Especialistas em Direito Tributário levantam preocupações sobre o novo imposto seletivo, que poderá enfrentar intensa judicialização caso o governo desrespeite seu caráter extrafiscal. O receio é que a regulamentação apressada, possivelmente por meio de uma Medida Provisória, comprometa a essência do tributo, que busca desincentivar o consumo de produtos prejudiciais.

Críticas à regulamentação

A proposta de implementar o imposto seletivo com regras e alíquotas similares às do Imposto sobre Produtos Industrializados (IPI) foi alvo de críticas. Para os juristas, isso pode transformar o chamado “imposto do pecado” em um simples mecanismo de arrecadação, desvirtuando seu objetivo original.

Função do tributo

Luís Eduardo Schoueri, professor da USP, enfatiza que a Constituição define claramente a função do imposto seletivo: inibir comportamentos nocivos à saúde e ao meio ambiente.
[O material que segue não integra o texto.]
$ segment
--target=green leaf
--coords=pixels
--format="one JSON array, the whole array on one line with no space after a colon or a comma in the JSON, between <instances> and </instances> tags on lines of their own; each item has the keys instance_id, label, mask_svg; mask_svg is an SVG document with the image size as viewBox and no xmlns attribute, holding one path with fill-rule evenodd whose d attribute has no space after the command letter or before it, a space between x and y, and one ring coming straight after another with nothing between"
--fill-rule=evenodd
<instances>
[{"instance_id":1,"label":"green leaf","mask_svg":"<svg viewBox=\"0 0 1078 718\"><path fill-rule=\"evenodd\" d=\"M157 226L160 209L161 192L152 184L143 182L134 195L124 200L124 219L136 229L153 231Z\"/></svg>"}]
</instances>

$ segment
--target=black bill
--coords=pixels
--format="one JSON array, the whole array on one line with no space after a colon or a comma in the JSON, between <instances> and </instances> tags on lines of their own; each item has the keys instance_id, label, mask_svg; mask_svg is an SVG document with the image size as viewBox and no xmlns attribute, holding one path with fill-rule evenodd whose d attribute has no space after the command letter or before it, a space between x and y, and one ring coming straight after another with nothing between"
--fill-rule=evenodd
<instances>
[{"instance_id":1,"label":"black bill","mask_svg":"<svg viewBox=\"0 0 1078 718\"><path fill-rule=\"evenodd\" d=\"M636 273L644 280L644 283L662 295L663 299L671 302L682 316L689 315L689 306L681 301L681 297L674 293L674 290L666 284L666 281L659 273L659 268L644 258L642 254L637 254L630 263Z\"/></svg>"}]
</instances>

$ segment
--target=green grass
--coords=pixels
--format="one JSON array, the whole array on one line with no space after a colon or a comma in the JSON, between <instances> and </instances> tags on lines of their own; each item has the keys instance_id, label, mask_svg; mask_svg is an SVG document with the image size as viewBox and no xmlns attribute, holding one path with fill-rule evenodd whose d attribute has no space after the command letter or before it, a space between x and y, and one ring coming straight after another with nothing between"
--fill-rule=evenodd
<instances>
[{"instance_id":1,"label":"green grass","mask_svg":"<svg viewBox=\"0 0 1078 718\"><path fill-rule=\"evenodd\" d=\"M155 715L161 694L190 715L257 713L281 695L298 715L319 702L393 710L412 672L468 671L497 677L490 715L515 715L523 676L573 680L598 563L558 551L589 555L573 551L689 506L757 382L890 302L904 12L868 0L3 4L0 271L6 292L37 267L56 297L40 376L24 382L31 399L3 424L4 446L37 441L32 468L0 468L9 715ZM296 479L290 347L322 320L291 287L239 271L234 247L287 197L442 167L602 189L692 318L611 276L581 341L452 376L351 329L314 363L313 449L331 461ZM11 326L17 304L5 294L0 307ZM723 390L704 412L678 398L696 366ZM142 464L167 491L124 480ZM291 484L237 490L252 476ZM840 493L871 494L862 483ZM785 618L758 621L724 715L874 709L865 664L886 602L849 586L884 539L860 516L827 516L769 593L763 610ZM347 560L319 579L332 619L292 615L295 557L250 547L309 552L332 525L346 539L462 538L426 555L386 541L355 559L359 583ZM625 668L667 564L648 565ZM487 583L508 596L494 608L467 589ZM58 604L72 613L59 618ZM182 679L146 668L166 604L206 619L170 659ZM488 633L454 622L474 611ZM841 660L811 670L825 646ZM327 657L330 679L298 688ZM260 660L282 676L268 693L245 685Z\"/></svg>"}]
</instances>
O professor alerta que uma ampliação da base de cobrança apenas para compensar a perda de arrecadação do IPI comprometerá essa finalidade e violará o princípio da igualdade tributária.

Riscos de favorecimento

Os especialistas também apontam que a diferenciação nas alíquotas entre produtos ou setores sem embasamento técnico pode gerar questionamentos sobre favorecimento. A falta de critérios objetivos poderá resultar em uma tributação discriminatória, afetando a isonomia entre os contribuintes.

Impacto da regulamentação

O imposto seletivo, parte da reforma tributária aprovada em 2023, incidirá sobre produtos como fumo, bebidas alcoólicas, refrigerantes, e bens minerais. A definição das alíquotas deve ser concluída até dezembro para que o tributo entre em vigor em 2027. Porém, a Pressa do governo em aprovar a medida pode resultar em consequências negativas.

Possíveis consequências

O ex-secretário da Receita Federal, Everardo Maciel, alerta que a falta de uma abordagem estratégica e a utilização de Medida Provisória sem a devida conversão em lei podem inviabilizar o novo tributo. A natureza arbitrária da lista de produtos atingidos pelo imposto e a incoerência em relação a outros itens, como o açúcar, são aspectos que podem levar à judicialização do tema.